If there is a flaw in my system, I put the big Mocal Oil cooler right in the center/front of the radiator....it is spaced 4-5 inches in front of the rad, but it may be a big blocking force that must be moved...

....I had planned to move it to a headlight bucket, but car prep/repair is taking 200% of my time lately....

rolleyes.gif
94bird
Jon, your last post is right along the lines of what I was thinking. I suspect our stock air routing is very inadequate for what we're doing. Your ideas about pusher/puller fans is precisely the reason I had planned on putting a 10" pusher on my oil cooler and a 14" puller on the back of the radiator. I know that would have less restriction at speed and if I can find a good place for my oil cooler afterwards I can use the 10" pusher to be the primary cooling air flow for it.

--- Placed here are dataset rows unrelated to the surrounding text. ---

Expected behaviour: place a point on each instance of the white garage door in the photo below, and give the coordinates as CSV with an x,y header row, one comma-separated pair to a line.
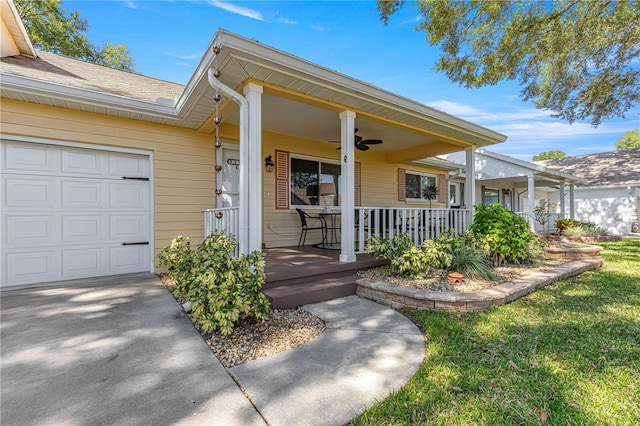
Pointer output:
x,y
72,213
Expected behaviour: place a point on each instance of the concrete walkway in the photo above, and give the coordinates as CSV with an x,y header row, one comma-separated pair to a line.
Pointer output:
x,y
118,352
367,351
122,351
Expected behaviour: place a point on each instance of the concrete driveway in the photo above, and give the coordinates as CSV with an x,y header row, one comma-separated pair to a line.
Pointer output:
x,y
118,351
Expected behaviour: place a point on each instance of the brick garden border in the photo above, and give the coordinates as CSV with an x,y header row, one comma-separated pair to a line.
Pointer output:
x,y
399,296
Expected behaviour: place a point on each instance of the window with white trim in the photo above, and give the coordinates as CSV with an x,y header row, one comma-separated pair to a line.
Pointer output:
x,y
421,186
309,178
490,196
455,194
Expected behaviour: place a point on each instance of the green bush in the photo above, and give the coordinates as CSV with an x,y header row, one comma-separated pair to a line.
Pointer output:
x,y
584,229
178,259
406,259
465,253
508,235
562,225
222,290
471,262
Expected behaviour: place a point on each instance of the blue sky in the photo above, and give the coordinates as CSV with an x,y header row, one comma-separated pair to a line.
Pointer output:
x,y
168,38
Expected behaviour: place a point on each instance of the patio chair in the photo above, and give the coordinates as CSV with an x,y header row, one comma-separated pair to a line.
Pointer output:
x,y
320,224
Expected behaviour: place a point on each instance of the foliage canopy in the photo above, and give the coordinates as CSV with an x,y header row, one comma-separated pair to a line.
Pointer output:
x,y
629,140
575,58
53,29
550,155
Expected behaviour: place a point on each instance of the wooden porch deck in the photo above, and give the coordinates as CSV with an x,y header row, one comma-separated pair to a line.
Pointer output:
x,y
299,276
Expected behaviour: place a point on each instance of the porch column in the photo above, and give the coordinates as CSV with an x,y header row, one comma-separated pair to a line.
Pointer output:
x,y
531,190
470,183
572,202
347,187
562,200
253,94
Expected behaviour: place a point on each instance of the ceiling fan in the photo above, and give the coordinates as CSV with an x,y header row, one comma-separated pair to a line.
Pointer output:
x,y
361,143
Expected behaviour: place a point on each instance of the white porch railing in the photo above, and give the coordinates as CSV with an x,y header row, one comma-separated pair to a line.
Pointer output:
x,y
225,220
420,224
386,222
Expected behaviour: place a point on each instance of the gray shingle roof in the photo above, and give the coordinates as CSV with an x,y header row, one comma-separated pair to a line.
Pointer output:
x,y
75,73
608,168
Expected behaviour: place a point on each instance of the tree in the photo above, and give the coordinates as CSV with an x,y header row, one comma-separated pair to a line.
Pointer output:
x,y
629,140
549,155
577,58
53,29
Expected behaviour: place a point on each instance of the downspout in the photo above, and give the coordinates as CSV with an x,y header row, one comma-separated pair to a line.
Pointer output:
x,y
243,238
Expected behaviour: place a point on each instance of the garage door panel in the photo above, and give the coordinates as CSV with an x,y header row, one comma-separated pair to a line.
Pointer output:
x,y
123,259
82,194
31,157
24,230
128,228
81,228
32,266
85,262
83,162
121,165
129,195
66,211
30,192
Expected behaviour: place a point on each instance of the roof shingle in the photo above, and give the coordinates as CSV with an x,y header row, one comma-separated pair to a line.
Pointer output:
x,y
75,73
620,167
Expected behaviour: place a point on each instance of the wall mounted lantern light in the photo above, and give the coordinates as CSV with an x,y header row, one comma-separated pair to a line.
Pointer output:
x,y
268,164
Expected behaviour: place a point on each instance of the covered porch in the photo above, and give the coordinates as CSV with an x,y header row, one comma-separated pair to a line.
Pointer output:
x,y
297,125
522,187
385,222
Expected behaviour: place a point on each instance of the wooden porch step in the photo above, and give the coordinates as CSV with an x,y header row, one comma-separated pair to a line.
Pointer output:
x,y
288,274
286,296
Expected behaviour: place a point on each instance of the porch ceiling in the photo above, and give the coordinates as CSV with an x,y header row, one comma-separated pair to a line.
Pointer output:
x,y
302,99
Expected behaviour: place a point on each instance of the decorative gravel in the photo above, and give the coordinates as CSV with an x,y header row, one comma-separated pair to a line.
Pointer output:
x,y
288,328
438,279
284,330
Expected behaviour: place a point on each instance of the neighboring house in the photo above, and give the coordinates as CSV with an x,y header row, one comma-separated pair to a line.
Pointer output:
x,y
509,181
609,196
102,168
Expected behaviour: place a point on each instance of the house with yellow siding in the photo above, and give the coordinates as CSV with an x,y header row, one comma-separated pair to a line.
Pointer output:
x,y
102,168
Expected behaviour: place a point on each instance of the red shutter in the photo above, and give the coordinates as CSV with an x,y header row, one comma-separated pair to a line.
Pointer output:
x,y
357,201
442,189
402,181
282,180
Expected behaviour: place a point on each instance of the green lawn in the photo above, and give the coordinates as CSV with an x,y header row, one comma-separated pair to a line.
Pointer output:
x,y
568,354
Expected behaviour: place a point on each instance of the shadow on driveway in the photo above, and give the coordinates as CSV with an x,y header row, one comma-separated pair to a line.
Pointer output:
x,y
119,351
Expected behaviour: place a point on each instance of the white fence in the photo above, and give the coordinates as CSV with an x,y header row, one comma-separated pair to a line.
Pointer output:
x,y
225,220
420,224
386,222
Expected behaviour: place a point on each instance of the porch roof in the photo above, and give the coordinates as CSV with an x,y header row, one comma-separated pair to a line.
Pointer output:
x,y
300,98
497,168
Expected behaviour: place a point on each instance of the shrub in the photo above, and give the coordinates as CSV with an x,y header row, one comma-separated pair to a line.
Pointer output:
x,y
222,290
178,259
508,235
406,259
563,224
584,229
471,262
438,250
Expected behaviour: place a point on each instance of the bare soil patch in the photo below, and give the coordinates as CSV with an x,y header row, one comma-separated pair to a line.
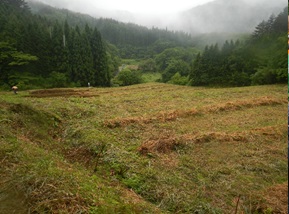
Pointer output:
x,y
62,93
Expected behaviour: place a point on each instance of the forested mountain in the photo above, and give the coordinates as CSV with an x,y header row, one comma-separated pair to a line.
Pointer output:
x,y
227,16
59,48
260,60
132,40
66,55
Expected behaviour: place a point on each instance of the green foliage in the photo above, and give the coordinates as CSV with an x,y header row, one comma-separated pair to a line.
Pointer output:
x,y
175,66
177,79
148,65
77,53
9,59
57,80
128,77
259,60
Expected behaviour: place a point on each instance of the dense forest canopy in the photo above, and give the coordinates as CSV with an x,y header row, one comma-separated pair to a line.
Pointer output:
x,y
48,47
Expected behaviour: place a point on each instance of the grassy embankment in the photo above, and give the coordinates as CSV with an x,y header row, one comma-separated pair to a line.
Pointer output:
x,y
150,148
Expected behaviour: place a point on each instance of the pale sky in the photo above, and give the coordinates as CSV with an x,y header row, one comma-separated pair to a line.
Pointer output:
x,y
155,7
149,6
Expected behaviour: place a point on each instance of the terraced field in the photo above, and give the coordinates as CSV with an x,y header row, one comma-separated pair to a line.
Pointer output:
x,y
149,148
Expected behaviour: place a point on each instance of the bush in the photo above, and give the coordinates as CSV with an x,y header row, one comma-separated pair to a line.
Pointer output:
x,y
128,77
57,79
179,80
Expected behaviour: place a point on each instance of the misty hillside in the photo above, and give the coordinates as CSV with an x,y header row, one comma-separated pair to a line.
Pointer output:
x,y
228,16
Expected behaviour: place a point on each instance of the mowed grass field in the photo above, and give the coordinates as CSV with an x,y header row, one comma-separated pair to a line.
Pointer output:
x,y
148,148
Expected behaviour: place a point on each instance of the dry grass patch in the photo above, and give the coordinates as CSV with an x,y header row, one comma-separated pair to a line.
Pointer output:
x,y
167,143
174,114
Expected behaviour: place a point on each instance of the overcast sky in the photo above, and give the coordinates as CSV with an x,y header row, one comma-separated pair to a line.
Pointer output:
x,y
155,7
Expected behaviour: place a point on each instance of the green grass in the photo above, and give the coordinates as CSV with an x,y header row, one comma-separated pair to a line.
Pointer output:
x,y
148,148
151,76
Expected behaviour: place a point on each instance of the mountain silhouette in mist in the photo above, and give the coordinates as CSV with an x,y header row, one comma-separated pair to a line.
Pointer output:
x,y
227,16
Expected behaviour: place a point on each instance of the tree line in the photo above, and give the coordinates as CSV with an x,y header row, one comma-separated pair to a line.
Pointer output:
x,y
260,60
63,55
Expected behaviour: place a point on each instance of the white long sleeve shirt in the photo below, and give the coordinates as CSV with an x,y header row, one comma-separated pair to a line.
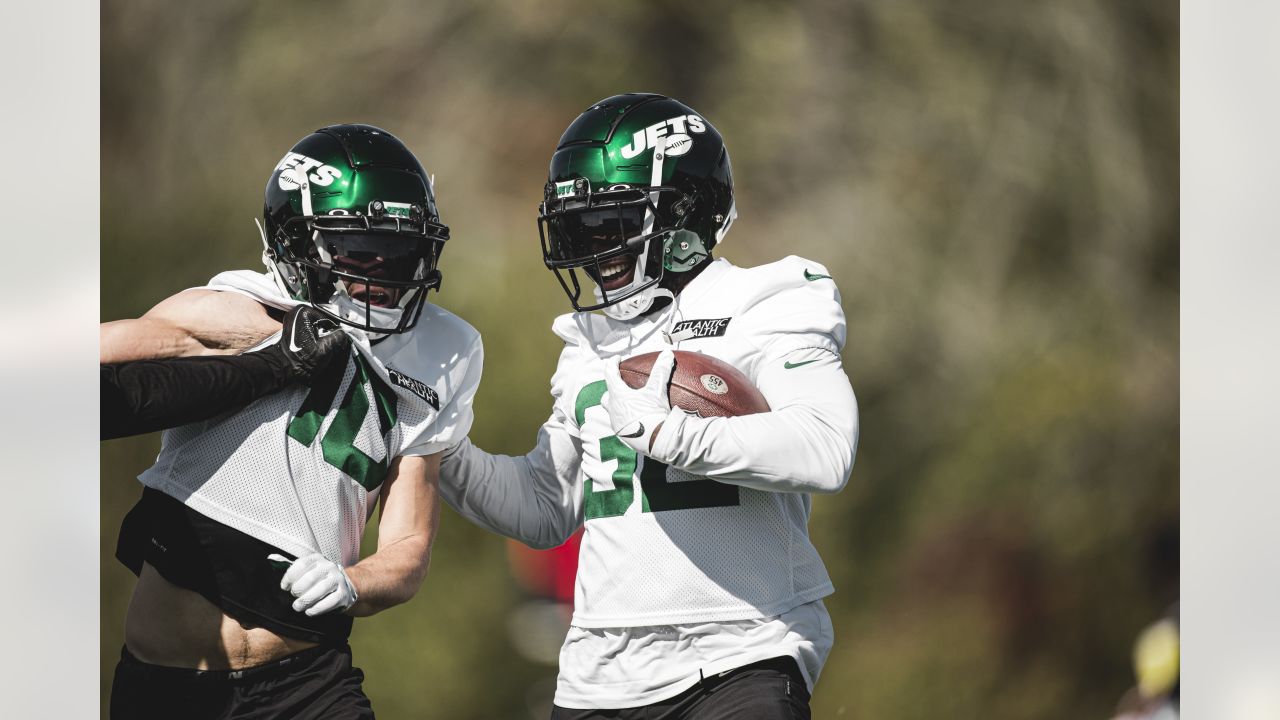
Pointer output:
x,y
713,527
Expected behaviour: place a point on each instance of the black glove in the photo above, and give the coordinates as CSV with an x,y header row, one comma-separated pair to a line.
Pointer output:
x,y
310,342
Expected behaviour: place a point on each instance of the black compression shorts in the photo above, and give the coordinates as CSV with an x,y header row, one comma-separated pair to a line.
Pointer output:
x,y
312,684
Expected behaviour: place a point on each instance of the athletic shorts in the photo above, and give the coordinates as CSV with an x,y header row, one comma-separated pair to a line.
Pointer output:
x,y
315,683
771,689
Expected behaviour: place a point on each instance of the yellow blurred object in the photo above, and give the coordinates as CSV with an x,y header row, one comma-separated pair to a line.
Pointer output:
x,y
1156,657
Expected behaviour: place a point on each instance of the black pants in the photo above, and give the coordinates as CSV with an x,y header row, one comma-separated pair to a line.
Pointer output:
x,y
772,689
315,683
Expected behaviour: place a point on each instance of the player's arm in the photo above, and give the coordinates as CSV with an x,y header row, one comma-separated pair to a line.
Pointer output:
x,y
534,499
150,395
805,443
406,531
394,572
195,322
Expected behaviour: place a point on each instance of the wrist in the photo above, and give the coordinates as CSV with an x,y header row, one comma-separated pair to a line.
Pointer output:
x,y
277,364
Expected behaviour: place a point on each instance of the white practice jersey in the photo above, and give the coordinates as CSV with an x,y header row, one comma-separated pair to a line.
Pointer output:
x,y
301,469
713,527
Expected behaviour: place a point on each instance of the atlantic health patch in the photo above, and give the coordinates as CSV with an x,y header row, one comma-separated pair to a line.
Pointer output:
x,y
417,387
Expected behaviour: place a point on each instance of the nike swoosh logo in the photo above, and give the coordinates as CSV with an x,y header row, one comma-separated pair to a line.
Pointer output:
x,y
293,345
638,433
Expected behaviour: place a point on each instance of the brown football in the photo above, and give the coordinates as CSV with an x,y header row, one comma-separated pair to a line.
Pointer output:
x,y
700,383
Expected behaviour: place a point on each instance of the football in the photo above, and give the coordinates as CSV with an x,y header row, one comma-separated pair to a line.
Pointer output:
x,y
700,383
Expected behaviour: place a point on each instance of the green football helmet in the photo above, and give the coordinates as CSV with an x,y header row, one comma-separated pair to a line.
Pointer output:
x,y
639,186
351,227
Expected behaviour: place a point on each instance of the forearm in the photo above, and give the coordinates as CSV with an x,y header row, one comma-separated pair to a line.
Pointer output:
x,y
392,575
150,395
142,338
805,445
519,497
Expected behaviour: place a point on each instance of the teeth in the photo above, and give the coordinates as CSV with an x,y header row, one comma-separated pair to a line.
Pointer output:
x,y
615,269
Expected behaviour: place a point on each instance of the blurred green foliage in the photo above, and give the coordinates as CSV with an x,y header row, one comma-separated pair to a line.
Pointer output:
x,y
993,186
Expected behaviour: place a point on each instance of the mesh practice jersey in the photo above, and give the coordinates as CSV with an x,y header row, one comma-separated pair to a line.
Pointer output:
x,y
301,468
714,525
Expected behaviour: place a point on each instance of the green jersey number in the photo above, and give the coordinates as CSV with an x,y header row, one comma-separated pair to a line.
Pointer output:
x,y
657,495
338,443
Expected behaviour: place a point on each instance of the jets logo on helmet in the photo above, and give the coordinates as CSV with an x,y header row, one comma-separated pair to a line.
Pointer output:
x,y
677,142
639,187
351,226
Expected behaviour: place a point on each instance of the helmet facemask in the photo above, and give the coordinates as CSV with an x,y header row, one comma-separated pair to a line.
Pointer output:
x,y
620,237
370,272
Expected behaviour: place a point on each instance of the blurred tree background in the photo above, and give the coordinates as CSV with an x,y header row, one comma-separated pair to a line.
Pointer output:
x,y
993,186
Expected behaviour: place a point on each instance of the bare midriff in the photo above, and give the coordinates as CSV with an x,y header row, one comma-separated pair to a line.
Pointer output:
x,y
178,628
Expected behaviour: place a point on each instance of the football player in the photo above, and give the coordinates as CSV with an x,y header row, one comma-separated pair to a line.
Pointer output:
x,y
699,593
151,395
246,540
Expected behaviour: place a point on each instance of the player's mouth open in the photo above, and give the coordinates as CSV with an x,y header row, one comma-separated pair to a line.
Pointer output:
x,y
617,272
375,296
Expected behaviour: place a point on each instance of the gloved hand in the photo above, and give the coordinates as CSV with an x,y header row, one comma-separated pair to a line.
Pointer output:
x,y
635,414
319,584
310,342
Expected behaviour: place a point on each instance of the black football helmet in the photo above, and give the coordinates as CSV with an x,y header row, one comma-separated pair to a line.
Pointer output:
x,y
351,226
640,185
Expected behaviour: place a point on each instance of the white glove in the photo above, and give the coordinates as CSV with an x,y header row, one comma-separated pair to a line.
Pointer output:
x,y
635,414
319,584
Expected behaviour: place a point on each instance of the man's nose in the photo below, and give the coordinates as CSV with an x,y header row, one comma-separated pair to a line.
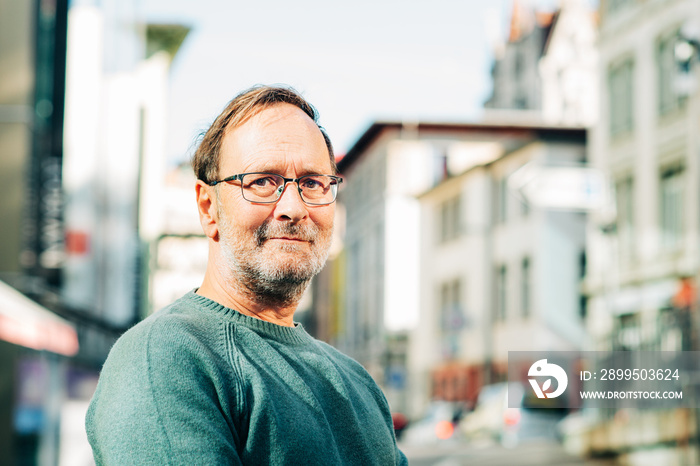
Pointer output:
x,y
290,206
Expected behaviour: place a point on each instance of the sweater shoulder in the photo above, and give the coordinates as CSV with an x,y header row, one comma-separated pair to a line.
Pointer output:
x,y
177,327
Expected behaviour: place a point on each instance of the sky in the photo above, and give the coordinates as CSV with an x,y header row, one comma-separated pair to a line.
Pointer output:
x,y
356,62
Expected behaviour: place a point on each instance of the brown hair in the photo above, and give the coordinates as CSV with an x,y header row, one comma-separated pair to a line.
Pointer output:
x,y
248,103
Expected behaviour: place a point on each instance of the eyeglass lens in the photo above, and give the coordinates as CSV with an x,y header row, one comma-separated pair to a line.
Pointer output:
x,y
265,187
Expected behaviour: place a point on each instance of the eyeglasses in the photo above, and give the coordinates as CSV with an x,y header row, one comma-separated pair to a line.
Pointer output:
x,y
266,188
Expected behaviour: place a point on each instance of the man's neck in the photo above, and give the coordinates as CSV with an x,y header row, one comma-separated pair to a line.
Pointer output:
x,y
234,295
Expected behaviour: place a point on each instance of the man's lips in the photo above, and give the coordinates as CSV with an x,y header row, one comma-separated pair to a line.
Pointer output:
x,y
297,240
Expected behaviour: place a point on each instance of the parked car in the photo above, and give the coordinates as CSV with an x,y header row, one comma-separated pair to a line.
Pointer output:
x,y
439,425
493,419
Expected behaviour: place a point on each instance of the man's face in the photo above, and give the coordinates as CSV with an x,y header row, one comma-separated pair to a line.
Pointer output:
x,y
274,249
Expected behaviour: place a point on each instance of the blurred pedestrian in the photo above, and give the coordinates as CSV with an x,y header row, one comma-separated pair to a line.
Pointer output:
x,y
224,375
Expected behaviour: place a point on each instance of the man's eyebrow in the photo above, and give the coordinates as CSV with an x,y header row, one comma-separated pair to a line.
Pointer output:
x,y
276,170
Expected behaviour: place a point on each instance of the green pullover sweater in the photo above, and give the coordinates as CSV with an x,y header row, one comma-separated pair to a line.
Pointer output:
x,y
200,384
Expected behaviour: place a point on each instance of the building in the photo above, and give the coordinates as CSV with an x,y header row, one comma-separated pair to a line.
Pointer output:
x,y
82,115
421,256
643,263
546,68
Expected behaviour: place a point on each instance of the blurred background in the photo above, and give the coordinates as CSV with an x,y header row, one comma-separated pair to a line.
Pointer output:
x,y
519,176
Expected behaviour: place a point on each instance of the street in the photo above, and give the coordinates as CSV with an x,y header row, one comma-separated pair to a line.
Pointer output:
x,y
535,453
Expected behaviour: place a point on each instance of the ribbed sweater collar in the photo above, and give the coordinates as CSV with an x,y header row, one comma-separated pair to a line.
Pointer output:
x,y
289,335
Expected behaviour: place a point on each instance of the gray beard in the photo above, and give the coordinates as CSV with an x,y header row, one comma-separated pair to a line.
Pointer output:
x,y
258,276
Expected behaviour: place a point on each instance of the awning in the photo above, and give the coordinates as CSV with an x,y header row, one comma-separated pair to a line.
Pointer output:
x,y
24,322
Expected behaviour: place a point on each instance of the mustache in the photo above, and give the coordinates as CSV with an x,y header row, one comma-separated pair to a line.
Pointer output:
x,y
267,230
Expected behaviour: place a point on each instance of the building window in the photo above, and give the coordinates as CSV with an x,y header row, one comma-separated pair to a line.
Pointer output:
x,y
612,6
621,97
671,207
624,199
451,317
669,99
501,207
501,293
627,333
450,219
525,287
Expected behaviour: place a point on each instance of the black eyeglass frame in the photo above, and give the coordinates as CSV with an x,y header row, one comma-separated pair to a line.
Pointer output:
x,y
239,177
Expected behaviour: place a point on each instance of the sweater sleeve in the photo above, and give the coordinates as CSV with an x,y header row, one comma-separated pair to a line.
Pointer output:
x,y
158,402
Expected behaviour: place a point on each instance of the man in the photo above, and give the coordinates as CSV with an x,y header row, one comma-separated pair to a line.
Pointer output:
x,y
224,375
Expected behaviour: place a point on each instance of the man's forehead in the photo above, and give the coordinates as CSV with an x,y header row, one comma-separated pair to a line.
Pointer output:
x,y
271,135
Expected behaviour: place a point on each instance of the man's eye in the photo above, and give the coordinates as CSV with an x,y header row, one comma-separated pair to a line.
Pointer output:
x,y
264,181
310,183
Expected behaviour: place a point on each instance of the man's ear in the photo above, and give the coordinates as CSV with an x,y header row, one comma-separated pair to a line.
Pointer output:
x,y
206,204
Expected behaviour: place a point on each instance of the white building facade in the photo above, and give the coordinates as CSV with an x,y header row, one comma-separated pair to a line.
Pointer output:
x,y
422,248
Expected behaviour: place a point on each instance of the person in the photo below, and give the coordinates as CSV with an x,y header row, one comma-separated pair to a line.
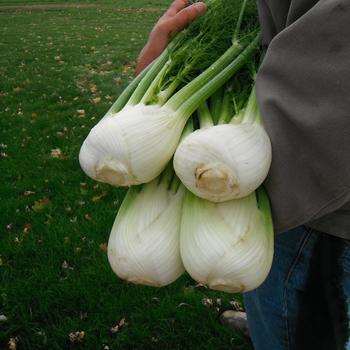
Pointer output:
x,y
303,87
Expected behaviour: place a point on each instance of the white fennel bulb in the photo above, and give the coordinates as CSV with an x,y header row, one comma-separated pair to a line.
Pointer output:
x,y
227,246
143,246
226,161
132,146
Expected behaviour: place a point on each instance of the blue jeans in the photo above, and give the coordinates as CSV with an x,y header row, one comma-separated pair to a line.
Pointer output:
x,y
304,302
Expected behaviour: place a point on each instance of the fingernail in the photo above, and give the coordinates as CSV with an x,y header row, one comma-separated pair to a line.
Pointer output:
x,y
201,6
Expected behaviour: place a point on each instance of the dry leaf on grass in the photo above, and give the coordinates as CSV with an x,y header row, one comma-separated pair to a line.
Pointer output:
x,y
40,204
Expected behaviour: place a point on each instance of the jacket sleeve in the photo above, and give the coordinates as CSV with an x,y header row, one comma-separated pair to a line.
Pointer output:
x,y
303,90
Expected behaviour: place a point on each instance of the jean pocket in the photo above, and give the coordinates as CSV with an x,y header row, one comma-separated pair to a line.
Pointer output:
x,y
300,268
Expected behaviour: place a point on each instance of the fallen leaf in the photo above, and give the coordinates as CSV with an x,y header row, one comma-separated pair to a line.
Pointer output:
x,y
76,337
103,247
119,325
28,193
96,100
56,153
40,204
13,343
88,217
93,87
26,228
98,197
207,302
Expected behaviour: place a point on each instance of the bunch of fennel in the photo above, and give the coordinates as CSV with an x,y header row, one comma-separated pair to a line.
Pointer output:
x,y
144,245
137,138
225,161
134,142
225,244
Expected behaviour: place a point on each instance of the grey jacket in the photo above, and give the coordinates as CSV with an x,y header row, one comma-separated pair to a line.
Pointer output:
x,y
303,89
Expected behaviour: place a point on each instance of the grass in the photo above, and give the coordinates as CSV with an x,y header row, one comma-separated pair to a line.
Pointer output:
x,y
60,69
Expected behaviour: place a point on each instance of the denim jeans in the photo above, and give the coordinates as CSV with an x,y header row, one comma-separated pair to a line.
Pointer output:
x,y
304,302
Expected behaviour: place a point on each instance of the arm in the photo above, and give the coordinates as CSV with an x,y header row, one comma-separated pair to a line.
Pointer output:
x,y
174,20
303,92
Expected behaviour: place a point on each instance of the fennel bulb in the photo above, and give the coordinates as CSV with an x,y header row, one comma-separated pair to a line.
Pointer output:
x,y
227,246
226,161
143,246
139,135
120,149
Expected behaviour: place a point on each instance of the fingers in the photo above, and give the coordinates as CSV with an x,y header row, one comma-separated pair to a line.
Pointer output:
x,y
176,18
175,7
187,15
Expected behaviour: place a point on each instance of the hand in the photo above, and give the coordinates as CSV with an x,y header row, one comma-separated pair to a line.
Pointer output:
x,y
174,20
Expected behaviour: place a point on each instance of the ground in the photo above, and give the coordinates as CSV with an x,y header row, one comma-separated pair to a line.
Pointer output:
x,y
61,66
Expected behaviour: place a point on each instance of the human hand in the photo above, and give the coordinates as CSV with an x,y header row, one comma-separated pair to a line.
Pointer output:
x,y
174,20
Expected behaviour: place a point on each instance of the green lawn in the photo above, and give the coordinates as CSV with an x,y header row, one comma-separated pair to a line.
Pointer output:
x,y
60,70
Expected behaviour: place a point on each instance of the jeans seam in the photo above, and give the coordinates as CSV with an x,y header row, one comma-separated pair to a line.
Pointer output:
x,y
308,233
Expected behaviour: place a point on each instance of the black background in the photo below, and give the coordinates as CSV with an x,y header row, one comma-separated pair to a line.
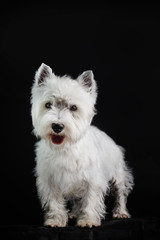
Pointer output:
x,y
121,44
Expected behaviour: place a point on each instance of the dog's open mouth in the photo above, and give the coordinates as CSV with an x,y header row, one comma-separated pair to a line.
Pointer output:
x,y
57,139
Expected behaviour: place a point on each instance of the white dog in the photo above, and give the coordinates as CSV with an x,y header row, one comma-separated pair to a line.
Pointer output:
x,y
75,161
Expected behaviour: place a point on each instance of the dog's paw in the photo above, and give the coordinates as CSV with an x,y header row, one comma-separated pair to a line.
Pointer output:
x,y
54,223
121,215
87,223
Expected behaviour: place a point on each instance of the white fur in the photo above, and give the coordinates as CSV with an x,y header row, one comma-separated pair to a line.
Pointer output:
x,y
84,165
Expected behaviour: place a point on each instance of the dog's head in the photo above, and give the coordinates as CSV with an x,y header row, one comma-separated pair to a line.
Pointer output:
x,y
62,108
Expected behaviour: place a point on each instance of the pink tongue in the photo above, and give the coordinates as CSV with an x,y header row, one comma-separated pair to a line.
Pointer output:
x,y
56,139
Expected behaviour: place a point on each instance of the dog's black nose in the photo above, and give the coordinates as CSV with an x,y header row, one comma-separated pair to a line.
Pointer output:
x,y
57,128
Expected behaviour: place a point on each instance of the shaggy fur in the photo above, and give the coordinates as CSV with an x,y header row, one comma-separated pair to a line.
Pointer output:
x,y
75,161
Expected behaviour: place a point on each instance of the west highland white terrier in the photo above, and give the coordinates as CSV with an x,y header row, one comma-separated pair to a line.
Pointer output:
x,y
75,161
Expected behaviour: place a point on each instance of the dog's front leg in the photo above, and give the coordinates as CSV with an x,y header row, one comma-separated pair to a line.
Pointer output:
x,y
93,208
56,213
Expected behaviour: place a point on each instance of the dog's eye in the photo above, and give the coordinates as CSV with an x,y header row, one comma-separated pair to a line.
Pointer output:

BTW Randy, my Long oil cooler is also centered in front of the radiator, about 2" space between. It's about 11x11.

However, the first experiment will still be to run with no fans and see what happens. I think there's a test session at Waterford in the next week or so and I'll try to make it. I should have my oil temperature gauge installed by then too so I'll have one more data point about whether everything is running really hot or just primarily my coolant.

Still waiting on the Blackstone oil analysis lab kit so I can get a 2nd opinion before I pull the engine.
94bird
Well, I got myself motivated and am making my car a front breather. I've cut out the foglight holes in the front fascia and extended them towards the center of the fascia. The front bumper is temporarily gone until I can get a rollbar-type made up like Randy. I've sealed up the sides of the radiator with foam and now just need to block off the side of the cavernous openings in the fascia. That may be a bit trickier. Randy, I know you built aluminum ducting, but I'm thinking dense foam attached to the fascia may be easier for me and would allow me to remove and install my bumper without problems.

Man, it's cool looking into the 2 of 13x4 holes I now have in my fascia and seeing nothing but oil cooler and radiator.

Should do some more sealing up tomorrow and thread in my oil temp sender. Gauge is in the dash and the cable is routed to the pan.

I was looking on the fascia at the front turn signals and thinking with a little mods that area would be a great place for brake cooling ducts using a duct like Jon has. When I remove my radiator diverter under the car and put on a front air dam I can see that being part of the project.

Got my Blackstone oil analysis kit today so I'll try to get that off to them this weekend also. Anyone know about how long it takes to get results back? I'm going to use them as a doublecheck.

Waterford session on Monday if I'm ready. Gonna bolt up my 315s again and go have some fun hopefully.
#07
Sounds really cool,Makes me want to do this too. Let us know how it does. That is if the sample came back alright? I guess.

But Randys does look cool,but does it keep cool tongue.gif I imagine it does. But one thought with this front breather if I was to do this...maybe I would put some(3to4) horizontal diverters spreading the air path up-high, center mid-low & mid-high,and down-low.
But then I think if the stock air gathering(air dam) is still in place/operational.This would cause a problem/disruption? So maybe the front air dam removal test would have to be done after the front breather upgrade to determine this. So if better w/o stock air dam and a front breather just extend bumper like Randys cool.gif .But if the 2 coexsist and work together for optimal cooling well... leave it alone of coarse.

Tony
94bird
I've blocked off the air flow from the black plastic diverter up into the radiator. It's more likely air would come in through my fascia and try to escape down than for more air to come in through the stock path.

Almost done, but just taking a little break. Also mounted my oil cooler better and relocated my transponder while I'm in there.